Que Dieu ne soit pas une sorte de gendarme universel, tatillon et expéditif, constitue un vrai problème, embarrasse tous les penseurs droits et généreux qui aimeraient que le monde aille mieux. A leur inquiétude de voir les méchants survivre, le livre de la Sagesse répond par un curieux paradoxe: «tu as pitié de tous les hommes parce que tu peux tout. Tu fermes les yeux sur leurs péchés pour qu’ils se convertissent» (Sg11,23). La toute-puissance de Dieu, que les justiciers impatients voulaient mettre au service d’une sanction sans retard, est plus grande si on la place du côté de la miséricorde. Certes, il faut de la force pour se venger et punir un coupable; mais il faut plus de force encore pour supporter, pour pardonner et pour convertir un criminel. Et assurément, c’est dans la logique de ce surcroît de puissance qu’on trouve Dieu. Une prière de l’Eglise le dit de façon admirable: «Dieu qui donnes la preuve suprême de ta puissance, lorsque tu patientes et prends pitié, sans te lasser, accorde-nous ta grâce» (1). Dès lors, les délais de la justice divine qui offusquaient Plutarque (2) sont réinterprétés en bonne part: c’est le temps laissé par un Dieu miséricordieux en vue de la conversion du pécheur.

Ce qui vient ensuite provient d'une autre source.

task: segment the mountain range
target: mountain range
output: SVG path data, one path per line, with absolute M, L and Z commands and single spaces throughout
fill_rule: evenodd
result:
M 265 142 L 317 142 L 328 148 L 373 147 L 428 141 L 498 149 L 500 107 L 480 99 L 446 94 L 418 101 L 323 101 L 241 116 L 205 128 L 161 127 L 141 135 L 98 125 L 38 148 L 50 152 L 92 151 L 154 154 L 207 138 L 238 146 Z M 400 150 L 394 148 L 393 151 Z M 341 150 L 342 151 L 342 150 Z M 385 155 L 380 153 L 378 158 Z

Plutôt que de se lamenter sur l’insolence de ceux qui font le mal sans être punis par Dieu, la question qu’il vaut la peine de se poser est alors la suivante: «et moi, qui suis mauvais, qu’est-ce que je fais du temps que Dieu me donne pour me convertir? Comment est-ce que je mets à profit la durée de mon existence pour me détourner du mal et pour m’améliorer?» Avec son optimisme habituel, l’auteur de l’Imitation de Jésus-Christ met en garde: «Que sert de vivre longtemps puisque nous nous corrigeons si peu? Une longue vie ne corrige pas toujours; souvent plutôt elle accroît nos fautes. Plût à Dieu que nous eussions bien vécu dans ce monde un seul jour! Plusieurs comptent les années de leur conversion; mais souvent, qu’ils sont peu changés, et que ces années ont été stériles! S’il est terrible de mourir, peut-être est-il plus dangereux de vivre si longtemps» (3). Ces mots du XV° siècle résonnent aujourd’hui d’une manière très étrange; ils sont presque incompréhensibles, scandaleux. A notre époque qui confond le bonheur avec l’espérance de vie, il serait pourtant utile, plus que jamais, de réfléchir à la valeur spirituelle de la durée de notre existence: pourquoi prolonger sa vie, si ce n’est pour vivre mieux? Et vivre mieux ne peut être seulement vivre plus confortablement, si ce n’est aussi vivre une plus grande droiture morale, vivre un plus grand épanouissement spirituel, vivre une joie plus sainte. Le temps est la première miséricorde de Dieu, sa plus délicate confiance: il nous le donne pour que, malgré nos lâchetés et nos inerties, nous progressions vers le bonheur. N’allons pas gâcher cette grâce qu’il nous fait; répondons à sa patiente bonté par une urgente générosité à nous convertir: cela ne peut que nous faire du bien.
(1) Missel Romain, Oraison de la messe du 26e dimanche du temps ordinaire.
(2) www.lesbelleslettres.com/livre/?GCOI=22510100764670
(3) Imitation de Jésus-Christ, I, 23.